LP: Yes, I guess so in retrospect. We didn’t do it in the spirit of that. We did it because it had to be done, because we needed a test patient on the gene therapy, but I think it is in that spirit and I wish more people had that spirit. The U.S. is 5 percent of the world population. We take 75 percent of all prescription drugs and yet have the shortest lifespan of every industrialized country, so I wish more people would get behind their drugs and other therapies. I think it would prove that what they have is something that you would want to take.
OK, so let’s talk about the therapies that you’re taking. Is there any concern the telomerase gene therapy could led to malignancy, to cancer, in any tissue?
LP: Telomerase has never been hypothesized to be the sole cause of cancer. Not all cancers have telomerase upregulated in them. Cancer cells can develop daily in your body from a very young age. But isn’t a youthful immune system is what keeps full-blown cancer at bay?
The confusion of longevity research with cancer research is a recurring misconception and implies correlations that have not been proven. There are two lines of research into telomerase: longevity and cancer. The two never intersect.
In longevity research we do not find ourselves looking at increases in cancerous cells from telomerase induction, but rather a protection against cancer.
In previous interviews with other people, you’ve alluded to the tragic story of Jesse Gelsinger, the 18-year-old boy who died in an early gene therapy clinical trial at the University of Pennsylvania in the 1990s.
Ethically, of course there’s a difference between Gelsinger and you; I’ve heard you say that this is worth risking your life for. But on top of the tragedy of Gelsinger losing his life, didn’t it also set the whole field of gene therapy back several years?

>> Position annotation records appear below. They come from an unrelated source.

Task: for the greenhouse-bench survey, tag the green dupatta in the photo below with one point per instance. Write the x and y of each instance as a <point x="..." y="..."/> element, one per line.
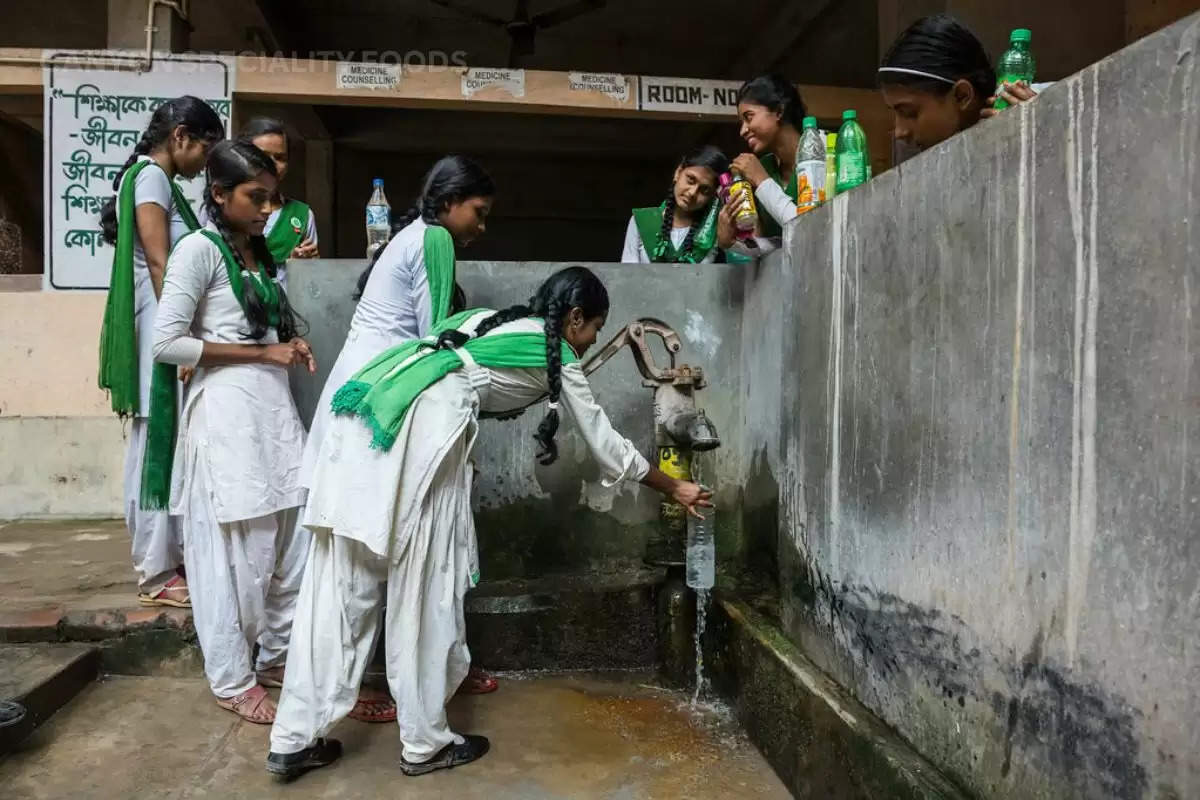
<point x="289" y="230"/>
<point x="769" y="227"/>
<point x="118" y="334"/>
<point x="161" y="429"/>
<point x="382" y="392"/>
<point x="661" y="248"/>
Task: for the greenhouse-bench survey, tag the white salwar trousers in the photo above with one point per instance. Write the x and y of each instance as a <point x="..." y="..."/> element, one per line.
<point x="244" y="579"/>
<point x="337" y="619"/>
<point x="157" y="546"/>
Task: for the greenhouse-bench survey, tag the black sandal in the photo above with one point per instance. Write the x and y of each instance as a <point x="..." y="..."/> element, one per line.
<point x="292" y="765"/>
<point x="472" y="749"/>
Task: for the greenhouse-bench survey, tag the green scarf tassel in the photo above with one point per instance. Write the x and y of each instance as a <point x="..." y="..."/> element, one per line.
<point x="162" y="428"/>
<point x="382" y="392"/>
<point x="289" y="230"/>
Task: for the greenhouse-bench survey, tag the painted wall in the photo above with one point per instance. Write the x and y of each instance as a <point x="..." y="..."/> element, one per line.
<point x="976" y="434"/>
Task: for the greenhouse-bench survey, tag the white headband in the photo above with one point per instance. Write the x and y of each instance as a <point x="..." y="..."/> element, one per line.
<point x="918" y="73"/>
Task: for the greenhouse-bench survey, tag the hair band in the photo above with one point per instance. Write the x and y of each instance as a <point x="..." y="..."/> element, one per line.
<point x="918" y="73"/>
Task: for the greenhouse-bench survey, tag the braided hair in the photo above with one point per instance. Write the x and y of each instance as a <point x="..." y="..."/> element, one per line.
<point x="706" y="156"/>
<point x="233" y="163"/>
<point x="941" y="46"/>
<point x="453" y="179"/>
<point x="198" y="120"/>
<point x="575" y="287"/>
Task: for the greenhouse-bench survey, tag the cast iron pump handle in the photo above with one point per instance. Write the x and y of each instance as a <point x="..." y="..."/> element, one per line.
<point x="634" y="335"/>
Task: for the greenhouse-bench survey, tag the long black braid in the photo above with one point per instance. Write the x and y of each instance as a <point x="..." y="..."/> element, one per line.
<point x="575" y="287"/>
<point x="198" y="120"/>
<point x="232" y="163"/>
<point x="711" y="158"/>
<point x="453" y="179"/>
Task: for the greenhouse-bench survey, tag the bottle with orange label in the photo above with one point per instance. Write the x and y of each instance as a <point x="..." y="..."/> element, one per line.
<point x="736" y="188"/>
<point x="810" y="168"/>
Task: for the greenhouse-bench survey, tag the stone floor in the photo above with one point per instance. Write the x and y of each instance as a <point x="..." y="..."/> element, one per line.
<point x="612" y="737"/>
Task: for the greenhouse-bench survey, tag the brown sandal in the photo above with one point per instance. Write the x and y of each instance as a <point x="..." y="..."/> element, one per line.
<point x="252" y="705"/>
<point x="373" y="707"/>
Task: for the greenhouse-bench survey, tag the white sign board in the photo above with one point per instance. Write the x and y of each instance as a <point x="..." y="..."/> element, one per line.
<point x="606" y="83"/>
<point x="367" y="76"/>
<point x="94" y="118"/>
<point x="478" y="79"/>
<point x="688" y="95"/>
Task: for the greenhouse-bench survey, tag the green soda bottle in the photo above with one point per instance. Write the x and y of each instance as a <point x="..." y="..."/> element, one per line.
<point x="851" y="152"/>
<point x="1015" y="64"/>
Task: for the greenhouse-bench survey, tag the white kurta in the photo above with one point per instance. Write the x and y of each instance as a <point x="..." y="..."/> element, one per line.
<point x="234" y="479"/>
<point x="405" y="516"/>
<point x="157" y="547"/>
<point x="634" y="251"/>
<point x="395" y="307"/>
<point x="310" y="233"/>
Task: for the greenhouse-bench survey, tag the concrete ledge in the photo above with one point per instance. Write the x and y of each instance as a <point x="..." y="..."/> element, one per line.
<point x="820" y="740"/>
<point x="43" y="678"/>
<point x="586" y="621"/>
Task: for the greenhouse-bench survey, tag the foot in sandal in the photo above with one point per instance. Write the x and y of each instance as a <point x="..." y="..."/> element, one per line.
<point x="472" y="749"/>
<point x="173" y="594"/>
<point x="478" y="683"/>
<point x="373" y="707"/>
<point x="252" y="705"/>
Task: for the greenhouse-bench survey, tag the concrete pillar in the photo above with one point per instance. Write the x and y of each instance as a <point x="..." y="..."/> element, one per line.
<point x="319" y="190"/>
<point x="127" y="26"/>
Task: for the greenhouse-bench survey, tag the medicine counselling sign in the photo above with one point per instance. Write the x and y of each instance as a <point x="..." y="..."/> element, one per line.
<point x="94" y="118"/>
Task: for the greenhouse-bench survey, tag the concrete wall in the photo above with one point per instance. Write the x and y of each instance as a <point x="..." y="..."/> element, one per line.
<point x="971" y="410"/>
<point x="539" y="519"/>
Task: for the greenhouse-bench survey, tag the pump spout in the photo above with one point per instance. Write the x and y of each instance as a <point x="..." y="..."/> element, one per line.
<point x="693" y="429"/>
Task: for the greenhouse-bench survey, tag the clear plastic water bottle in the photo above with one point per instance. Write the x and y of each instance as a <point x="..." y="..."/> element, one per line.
<point x="701" y="561"/>
<point x="378" y="218"/>
<point x="810" y="168"/>
<point x="1015" y="64"/>
<point x="851" y="152"/>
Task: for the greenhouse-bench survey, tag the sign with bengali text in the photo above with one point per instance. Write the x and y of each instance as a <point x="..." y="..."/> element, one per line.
<point x="94" y="118"/>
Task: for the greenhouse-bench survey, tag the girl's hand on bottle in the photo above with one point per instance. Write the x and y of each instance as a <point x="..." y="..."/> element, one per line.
<point x="1011" y="92"/>
<point x="691" y="497"/>
<point x="726" y="229"/>
<point x="287" y="354"/>
<point x="305" y="354"/>
<point x="307" y="248"/>
<point x="749" y="167"/>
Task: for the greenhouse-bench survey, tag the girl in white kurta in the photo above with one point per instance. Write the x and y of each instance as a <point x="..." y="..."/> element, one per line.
<point x="683" y="228"/>
<point x="771" y="112"/>
<point x="291" y="228"/>
<point x="408" y="287"/>
<point x="234" y="477"/>
<point x="143" y="222"/>
<point x="390" y="512"/>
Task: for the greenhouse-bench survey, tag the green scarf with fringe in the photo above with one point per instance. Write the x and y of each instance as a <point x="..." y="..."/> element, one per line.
<point x="382" y="392"/>
<point x="118" y="335"/>
<point x="661" y="248"/>
<point x="160" y="452"/>
<point x="289" y="230"/>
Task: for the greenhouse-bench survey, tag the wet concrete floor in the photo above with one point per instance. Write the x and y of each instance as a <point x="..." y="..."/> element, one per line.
<point x="565" y="737"/>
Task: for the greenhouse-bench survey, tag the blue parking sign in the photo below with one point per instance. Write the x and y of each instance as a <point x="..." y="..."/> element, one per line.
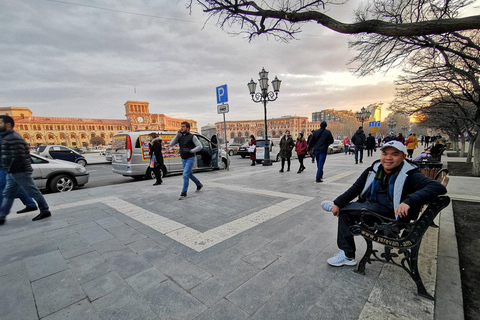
<point x="222" y="94"/>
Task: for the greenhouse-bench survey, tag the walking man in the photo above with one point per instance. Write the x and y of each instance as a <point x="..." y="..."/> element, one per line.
<point x="286" y="147"/>
<point x="15" y="160"/>
<point x="156" y="157"/>
<point x="189" y="144"/>
<point x="320" y="141"/>
<point x="358" y="140"/>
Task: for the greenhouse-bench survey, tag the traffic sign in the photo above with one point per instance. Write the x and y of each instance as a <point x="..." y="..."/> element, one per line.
<point x="222" y="94"/>
<point x="222" y="108"/>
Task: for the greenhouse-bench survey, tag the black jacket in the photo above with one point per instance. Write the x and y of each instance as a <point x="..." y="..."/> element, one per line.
<point x="417" y="190"/>
<point x="15" y="154"/>
<point x="321" y="139"/>
<point x="358" y="138"/>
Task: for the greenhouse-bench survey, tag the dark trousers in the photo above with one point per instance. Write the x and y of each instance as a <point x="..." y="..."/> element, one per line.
<point x="300" y="159"/>
<point x="358" y="149"/>
<point x="283" y="162"/>
<point x="351" y="214"/>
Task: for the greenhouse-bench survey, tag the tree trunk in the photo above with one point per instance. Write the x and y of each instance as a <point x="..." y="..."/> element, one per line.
<point x="462" y="149"/>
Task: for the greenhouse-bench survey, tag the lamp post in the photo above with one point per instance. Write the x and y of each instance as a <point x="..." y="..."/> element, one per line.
<point x="362" y="115"/>
<point x="265" y="96"/>
<point x="392" y="123"/>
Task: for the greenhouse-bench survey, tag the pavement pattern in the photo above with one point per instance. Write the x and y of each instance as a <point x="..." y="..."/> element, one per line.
<point x="252" y="244"/>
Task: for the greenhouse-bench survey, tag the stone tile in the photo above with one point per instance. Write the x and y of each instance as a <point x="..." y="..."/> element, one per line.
<point x="146" y="280"/>
<point x="261" y="258"/>
<point x="17" y="300"/>
<point x="103" y="285"/>
<point x="224" y="309"/>
<point x="45" y="264"/>
<point x="128" y="264"/>
<point x="56" y="292"/>
<point x="81" y="310"/>
<point x="123" y="304"/>
<point x="88" y="266"/>
<point x="169" y="301"/>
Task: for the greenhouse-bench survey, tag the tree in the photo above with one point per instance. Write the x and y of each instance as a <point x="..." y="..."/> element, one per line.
<point x="283" y="19"/>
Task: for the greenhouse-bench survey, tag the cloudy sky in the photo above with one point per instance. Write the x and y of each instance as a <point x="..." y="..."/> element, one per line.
<point x="73" y="58"/>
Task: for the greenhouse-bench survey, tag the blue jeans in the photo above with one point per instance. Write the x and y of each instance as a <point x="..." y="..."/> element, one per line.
<point x="187" y="165"/>
<point x="357" y="150"/>
<point x="15" y="182"/>
<point x="320" y="156"/>
<point x="21" y="194"/>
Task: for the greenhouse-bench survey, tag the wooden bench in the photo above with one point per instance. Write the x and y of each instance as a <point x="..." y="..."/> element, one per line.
<point x="401" y="240"/>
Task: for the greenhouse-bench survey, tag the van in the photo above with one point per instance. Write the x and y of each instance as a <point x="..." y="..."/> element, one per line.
<point x="130" y="154"/>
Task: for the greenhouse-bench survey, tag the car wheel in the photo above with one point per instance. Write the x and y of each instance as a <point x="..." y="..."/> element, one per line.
<point x="62" y="183"/>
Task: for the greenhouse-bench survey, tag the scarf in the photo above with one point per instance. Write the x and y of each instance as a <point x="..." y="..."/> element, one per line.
<point x="382" y="178"/>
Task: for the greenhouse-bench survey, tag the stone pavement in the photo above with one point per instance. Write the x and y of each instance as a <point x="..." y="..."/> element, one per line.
<point x="252" y="244"/>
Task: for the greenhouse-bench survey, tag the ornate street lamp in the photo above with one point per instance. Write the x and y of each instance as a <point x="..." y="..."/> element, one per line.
<point x="362" y="115"/>
<point x="265" y="96"/>
<point x="392" y="123"/>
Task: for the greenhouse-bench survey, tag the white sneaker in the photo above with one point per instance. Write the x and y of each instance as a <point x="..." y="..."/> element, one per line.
<point x="327" y="205"/>
<point x="340" y="259"/>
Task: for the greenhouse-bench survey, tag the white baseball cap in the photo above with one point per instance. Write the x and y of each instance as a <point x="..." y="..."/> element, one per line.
<point x="395" y="144"/>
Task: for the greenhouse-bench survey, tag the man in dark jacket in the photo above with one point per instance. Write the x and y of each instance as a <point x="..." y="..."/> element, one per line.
<point x="391" y="187"/>
<point x="156" y="156"/>
<point x="358" y="140"/>
<point x="15" y="158"/>
<point x="286" y="146"/>
<point x="320" y="141"/>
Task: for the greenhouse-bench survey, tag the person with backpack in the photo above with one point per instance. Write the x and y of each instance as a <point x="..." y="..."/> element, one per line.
<point x="358" y="140"/>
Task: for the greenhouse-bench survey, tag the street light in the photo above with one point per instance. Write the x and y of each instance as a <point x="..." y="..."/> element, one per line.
<point x="362" y="115"/>
<point x="392" y="123"/>
<point x="265" y="96"/>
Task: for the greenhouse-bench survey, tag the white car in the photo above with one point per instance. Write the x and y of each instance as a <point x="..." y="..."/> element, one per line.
<point x="57" y="175"/>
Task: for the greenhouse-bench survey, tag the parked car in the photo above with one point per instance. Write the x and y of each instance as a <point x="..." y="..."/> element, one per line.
<point x="336" y="146"/>
<point x="130" y="154"/>
<point x="243" y="150"/>
<point x="57" y="175"/>
<point x="61" y="153"/>
<point x="232" y="149"/>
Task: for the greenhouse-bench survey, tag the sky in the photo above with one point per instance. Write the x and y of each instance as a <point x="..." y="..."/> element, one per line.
<point x="73" y="58"/>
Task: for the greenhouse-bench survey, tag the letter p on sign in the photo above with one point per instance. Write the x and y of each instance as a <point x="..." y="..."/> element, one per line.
<point x="222" y="94"/>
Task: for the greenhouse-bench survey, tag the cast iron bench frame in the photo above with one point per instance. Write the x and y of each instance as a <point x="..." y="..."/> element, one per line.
<point x="405" y="237"/>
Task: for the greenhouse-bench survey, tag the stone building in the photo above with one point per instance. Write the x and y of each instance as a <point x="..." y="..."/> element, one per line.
<point x="77" y="132"/>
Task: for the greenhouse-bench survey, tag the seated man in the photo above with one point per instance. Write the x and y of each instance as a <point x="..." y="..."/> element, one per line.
<point x="392" y="187"/>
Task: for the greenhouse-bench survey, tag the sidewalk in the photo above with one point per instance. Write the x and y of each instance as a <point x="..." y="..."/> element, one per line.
<point x="252" y="244"/>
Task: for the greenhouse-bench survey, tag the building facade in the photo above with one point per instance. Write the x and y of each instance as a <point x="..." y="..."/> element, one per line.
<point x="78" y="132"/>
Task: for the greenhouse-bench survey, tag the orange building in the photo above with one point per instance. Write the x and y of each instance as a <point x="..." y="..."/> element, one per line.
<point x="77" y="132"/>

From that perspective, in the unlikely event that something goes terribly wrong in the experiment on you, do you worry what might happen to gene therapy research? Have you considered this a possible rationale for slowing down, maybe taking a more conservative approach?
LP: Gene therapy has come a long way since the 1999 tragedy of Jesse Gelsinger.
The relevant research did not stop [after the event], only the applications, and even then only temporarily. But the big game-changer now is that we have better delivery methods.
Hundreds of people are partaking in gene therapies today and none have the issues we saw 16 years ago in Jesse Gelsinger. We also need to put this in perspective: almost 100,000 people already die of adverse drug reactions (ADEs) every year in the USA alone, while nobody has ever died from this latest generation of gene therapies.
That being said, we at BioViva are very careful to ensure the safest possible outcome while still testing every limit. I would not have taken a gene therapy that would have likely killed the patient and nor would anybody at BioViva. I simply stated that all data are equally important, and that to that end I would accept any outcome, up to and including my own death, in order to move the science forward.
We as a company, and I as a person did take a risk, but a risk we believe will change the world for the better and kick-start an industry with the best approach to curing disease and increasing healthy lifespan.
What do you think about the idea that, the potential of the studies on you notwithstanding, you’re just one datum, so what will we really know?
LP: Yes, absolutely. That’s true, but N=1 from one human is worth 10,000 mice, but of course every human’s body is different and people are going to respond differently.
And of course the FDA since the 1970s has passed almost 50 drugs through the system to the market that it pulled later, despite going through gold standard testing. So that’s why we have to start now and see what happens. No matter what safety and efficacy you have, if you can have N=10,000, you’re probably going to have some adverse effects down the road.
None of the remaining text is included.